Tips for Maximizing Antioxidant Intake
- Eat a Rainbow of Foods: Different colors often indicate different antioxidant compounds, so include fruits, vegetables, legumes, nuts, and seeds.
- Include Both Raw and Cooked Options: Some antioxidants are enhanced by cooking (like lycopene in tomatoes), while others are preserved best raw.
- Pair with Healthy Fats: Fat-soluble antioxidants, such as vitamin E, are better absorbed when eaten with healthy fats.
- Limit Processed Foods: Highly processed foods often have fewer antioxidants and more pro-inflammatory compounds.
- Rotate Foods: Include a variety of antioxidant sources to maximize benefits and prevent nutrient monotony.
Other Notable Antioxidant-Rich Foods
While the six foods above surpass blueberries in antioxidant content, other foods also deserve mention:
- Blackberries and raspberries
- Artichoke hearts
- Pecans, walnuts, and other nuts
- Green tea
- Beets and beet greens
Including these foods alongside blueberries can create a comprehensive, antioxidant-rich diet.
Who Should Prioritize Antioxidants?
Antioxidants benefit everyone, but some groups may particularly benefit:
- Older adults: To combat age-related oxidative stress
- Athletes: To reduce exercise-induced oxidative damage
- Individuals with chronic inflammation or high oxidative stress: Such as smokers or those exposed to environmental pollutants
- People looking to support skin health and prevent aging-related damage
Regularly consuming antioxidant-rich foods can help maintain health, protect against disease, and improve longevity.

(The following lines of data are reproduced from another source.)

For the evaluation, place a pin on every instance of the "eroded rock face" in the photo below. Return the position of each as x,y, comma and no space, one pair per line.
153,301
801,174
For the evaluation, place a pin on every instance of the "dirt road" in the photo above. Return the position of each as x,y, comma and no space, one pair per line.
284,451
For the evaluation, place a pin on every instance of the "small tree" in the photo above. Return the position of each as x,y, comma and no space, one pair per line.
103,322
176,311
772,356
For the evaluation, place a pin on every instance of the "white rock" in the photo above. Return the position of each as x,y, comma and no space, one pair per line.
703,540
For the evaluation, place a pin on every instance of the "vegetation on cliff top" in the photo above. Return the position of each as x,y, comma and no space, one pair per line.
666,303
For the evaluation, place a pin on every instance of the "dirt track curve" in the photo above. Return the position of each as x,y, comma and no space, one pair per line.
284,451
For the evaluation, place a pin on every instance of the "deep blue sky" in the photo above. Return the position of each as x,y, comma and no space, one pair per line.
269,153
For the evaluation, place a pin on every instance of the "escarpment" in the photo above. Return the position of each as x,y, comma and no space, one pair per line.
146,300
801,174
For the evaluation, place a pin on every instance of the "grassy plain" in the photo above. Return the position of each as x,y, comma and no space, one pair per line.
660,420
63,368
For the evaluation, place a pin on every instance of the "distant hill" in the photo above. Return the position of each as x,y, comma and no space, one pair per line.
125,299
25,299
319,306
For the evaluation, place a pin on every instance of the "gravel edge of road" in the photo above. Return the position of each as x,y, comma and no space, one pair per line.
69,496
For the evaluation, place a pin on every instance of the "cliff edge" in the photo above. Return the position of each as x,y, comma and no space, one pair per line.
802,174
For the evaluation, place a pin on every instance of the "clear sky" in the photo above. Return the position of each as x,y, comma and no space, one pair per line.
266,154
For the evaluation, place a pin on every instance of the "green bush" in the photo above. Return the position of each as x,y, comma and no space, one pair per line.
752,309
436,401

Conclusion: Blueberries Are Great, But There Are Stronger Contenders
Blueberries are undoubtedly nutritious and antioxidant-rich, but several foods surpass them in antioxidant content. Dark chocolate, pecans, artichokes, goji berries, kidney beans, and red cabbage all provide higher levels of protective compounds per serving.
Key Takeaways:
- Antioxidants help neutralize free radicals, reduce inflammation, and protect cells
- Some foods contain more antioxidants than blueberries, offering a wider variety of nutrients
- Include fruits, vegetables, legumes, nuts, and seeds for comprehensive antioxidant coverage
- Rotating antioxidant-rich foods maximizes health benefits and adds variety to your meals
By diversifying your diet with these foods, you can supercharge your antioxidant intake, support overall health, and enjoy a colorful, nutrient-dense variety of meals every day.